Un altro medico del “Bufalini” di Cesena
E chi si pone tra il pro e il contro
“È diverso tempo – dice un medico di famiglia di Cesena – che ho la percezione che questo virus fosse qualcosa di più grande. L’esperienza passata non era sufficiente. Si sono avute indicazioni diverse anche dall’Istituto superiore di sanità (Iss) che seguiva le indicazioni dell’Organizzazione mondiale della sanità (Oms). Il lavoro quindi è stato più complicato del solito. Ogni giorno arrivavano indicazioni diverse sull’individuazione dei sintomi”.
“I pazienti non sono stati approcciati nella giusta maniera – ammette il dottore – nelle zone rosse o anche in Cina, dal punto di vista epidemiologico. Il primo da noi a cambiare strategia è stato il Pronto soccorso del “Bufalini”. Neanche l’Ufficio di igiene si era accorto della necessità di un cambiamento di strategia. Oggi sappiamo che è fondamentale fare analisi clinica del paziente, che è quello che a noi medici di famiglia manca. Il tampone va bene, ma ha finalità utili per l’ordine pubblico, per non fare andare in giro i positivi. Oltre questo primo passo occorre comprendere se un raffreddore o una polmonite hanno come origine il Covid-19. Solo al Pronto soccorso eseguono tampone, rx torace ed esami del sangue, ma ciò non avviene sul territorio. Solo col passare delle settimane abbiamo appreso la gravità della situazione. Fare la diagnosi giusta aiuta molto a prevenire. Ovvio, è molto impegnativo per tutti”.

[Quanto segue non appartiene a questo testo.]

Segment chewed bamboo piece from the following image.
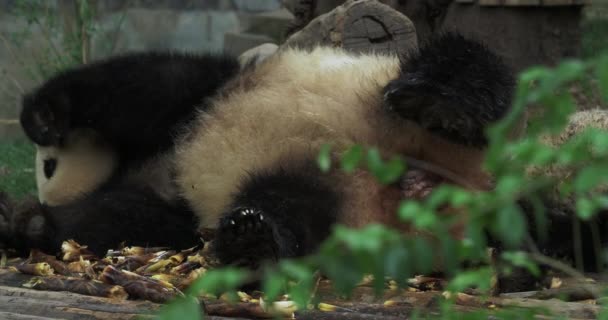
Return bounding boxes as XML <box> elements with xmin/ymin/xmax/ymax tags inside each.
<box><xmin>23</xmin><ymin>277</ymin><xmax>129</xmax><ymax>300</ymax></box>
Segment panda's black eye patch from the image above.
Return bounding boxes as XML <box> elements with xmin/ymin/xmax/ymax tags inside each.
<box><xmin>43</xmin><ymin>158</ymin><xmax>57</xmax><ymax>179</ymax></box>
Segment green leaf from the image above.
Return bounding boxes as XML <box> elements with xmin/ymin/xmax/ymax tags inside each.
<box><xmin>262</xmin><ymin>270</ymin><xmax>286</xmax><ymax>302</ymax></box>
<box><xmin>341</xmin><ymin>145</ymin><xmax>363</xmax><ymax>172</ymax></box>
<box><xmin>158</xmin><ymin>296</ymin><xmax>203</xmax><ymax>320</ymax></box>
<box><xmin>412</xmin><ymin>238</ymin><xmax>436</xmax><ymax>273</ymax></box>
<box><xmin>317</xmin><ymin>144</ymin><xmax>331</xmax><ymax>172</ymax></box>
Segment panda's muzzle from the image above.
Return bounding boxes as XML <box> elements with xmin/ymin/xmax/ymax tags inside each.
<box><xmin>43</xmin><ymin>158</ymin><xmax>57</xmax><ymax>179</ymax></box>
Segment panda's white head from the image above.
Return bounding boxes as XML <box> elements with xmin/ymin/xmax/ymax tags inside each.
<box><xmin>36</xmin><ymin>130</ymin><xmax>117</xmax><ymax>206</ymax></box>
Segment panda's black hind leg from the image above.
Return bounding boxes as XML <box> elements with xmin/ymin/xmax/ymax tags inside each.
<box><xmin>384</xmin><ymin>33</ymin><xmax>515</xmax><ymax>147</ymax></box>
<box><xmin>213</xmin><ymin>167</ymin><xmax>340</xmax><ymax>269</ymax></box>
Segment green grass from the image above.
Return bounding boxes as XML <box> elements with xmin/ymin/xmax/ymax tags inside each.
<box><xmin>0</xmin><ymin>140</ymin><xmax>36</xmax><ymax>199</ymax></box>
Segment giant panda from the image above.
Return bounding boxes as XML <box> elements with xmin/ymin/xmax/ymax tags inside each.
<box><xmin>8</xmin><ymin>33</ymin><xmax>514</xmax><ymax>266</ymax></box>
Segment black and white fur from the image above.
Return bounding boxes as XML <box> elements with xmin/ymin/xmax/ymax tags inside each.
<box><xmin>12</xmin><ymin>33</ymin><xmax>514</xmax><ymax>266</ymax></box>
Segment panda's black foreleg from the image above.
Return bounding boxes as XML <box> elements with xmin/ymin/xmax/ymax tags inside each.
<box><xmin>20</xmin><ymin>52</ymin><xmax>240</xmax><ymax>155</ymax></box>
<box><xmin>0</xmin><ymin>185</ymin><xmax>199</xmax><ymax>256</ymax></box>
<box><xmin>384</xmin><ymin>33</ymin><xmax>515</xmax><ymax>147</ymax></box>
<box><xmin>214</xmin><ymin>169</ymin><xmax>340</xmax><ymax>268</ymax></box>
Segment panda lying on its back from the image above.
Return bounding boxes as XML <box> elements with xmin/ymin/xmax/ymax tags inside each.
<box><xmin>7</xmin><ymin>33</ymin><xmax>514</xmax><ymax>266</ymax></box>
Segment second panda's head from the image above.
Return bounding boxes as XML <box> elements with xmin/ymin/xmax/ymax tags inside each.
<box><xmin>36</xmin><ymin>130</ymin><xmax>117</xmax><ymax>206</ymax></box>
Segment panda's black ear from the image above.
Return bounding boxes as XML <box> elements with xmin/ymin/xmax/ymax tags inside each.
<box><xmin>20</xmin><ymin>92</ymin><xmax>71</xmax><ymax>146</ymax></box>
<box><xmin>384</xmin><ymin>33</ymin><xmax>515</xmax><ymax>147</ymax></box>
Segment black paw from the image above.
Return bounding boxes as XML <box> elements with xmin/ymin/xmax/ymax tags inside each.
<box><xmin>20</xmin><ymin>95</ymin><xmax>69</xmax><ymax>146</ymax></box>
<box><xmin>0</xmin><ymin>194</ymin><xmax>54</xmax><ymax>255</ymax></box>
<box><xmin>384</xmin><ymin>33</ymin><xmax>515</xmax><ymax>147</ymax></box>
<box><xmin>214</xmin><ymin>208</ymin><xmax>278</xmax><ymax>269</ymax></box>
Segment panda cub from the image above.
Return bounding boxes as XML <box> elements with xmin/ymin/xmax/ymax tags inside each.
<box><xmin>8</xmin><ymin>33</ymin><xmax>514</xmax><ymax>267</ymax></box>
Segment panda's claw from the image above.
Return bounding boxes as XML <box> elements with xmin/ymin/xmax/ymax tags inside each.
<box><xmin>214</xmin><ymin>208</ymin><xmax>277</xmax><ymax>268</ymax></box>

“Col senno di poi – aggiunge il medico – le posso dire che per contenere la diffusione del contagio occorre fare prevenzione col contenimento sociale, ed è stata la vera svolta come i dati di questi ultimi giorni sembrano confermare, e tutelare le fasce di lavoratori a contatto con tutta l’utenza, e non solo con i positivi. Sì, perché chi si occupa dei positivi, nonostante gli alti rischi, sta molto in guardia, ma vede solo una minima parte dei reali positivi perché il resto è in circolazione, sul territorio appunto”.
“Occorre approcciare ogni paziente come se fosse positivo – rincara -. Sì, perché ormai è chiaro che in questa lotta contro il Coronavirus la prevenzione è fondamentale. Adesso si fanno molti più tamponi. E contenere i contagi significa anche grande risparmio economico perché si riesce a evitare che gli asintomatici, o i sintomatici lievi, vadano in giro a contagiare chi invece potrebbe poi avere bisogno di cure più importanti. Noi, personale sanitario, dobbiamo fare il nostro lavoro, ma sarebbe auspicabile una prevenzione molto molto più puntuale. Comunque in un solo mese e mezzo è cambiato tutto. L’azienda ora fa un controllo molto più intenso. Ha cambiato marcia”.
In soldoni, il concetto fondamentale rimane questo, riassume il dottore per evitare equivoci: “Contenimento sociale, individuazione precoce dei positivi e utilizzo dei dpi (dispositivi di protezione individuale, ndr) adeguati, in particolare per gli operatori sanitari. Io dico che ce la faremo. All’inizio i casi forse sono stati sottovalutati e si sottostimava la reale situazione per i pochi controlli. Ora con i tamponi che si fanno in stile drive in e il nuovo protocollo adottato dal Pronto soccorso c’è stato un reale cambio di marcia. Poi dipende anche da noi: dobbiamo fare più attenzione quando si lavora. Nessuno di noi si vuole contagiare, anche se i presidi di sicurezza giusti fanno la differenza. L’azienda ci sta mettendo un grandissimo impegno. Questa volta abbiamo a che fare con numero di casi importante e ci vuole tempo per entrare a regime”.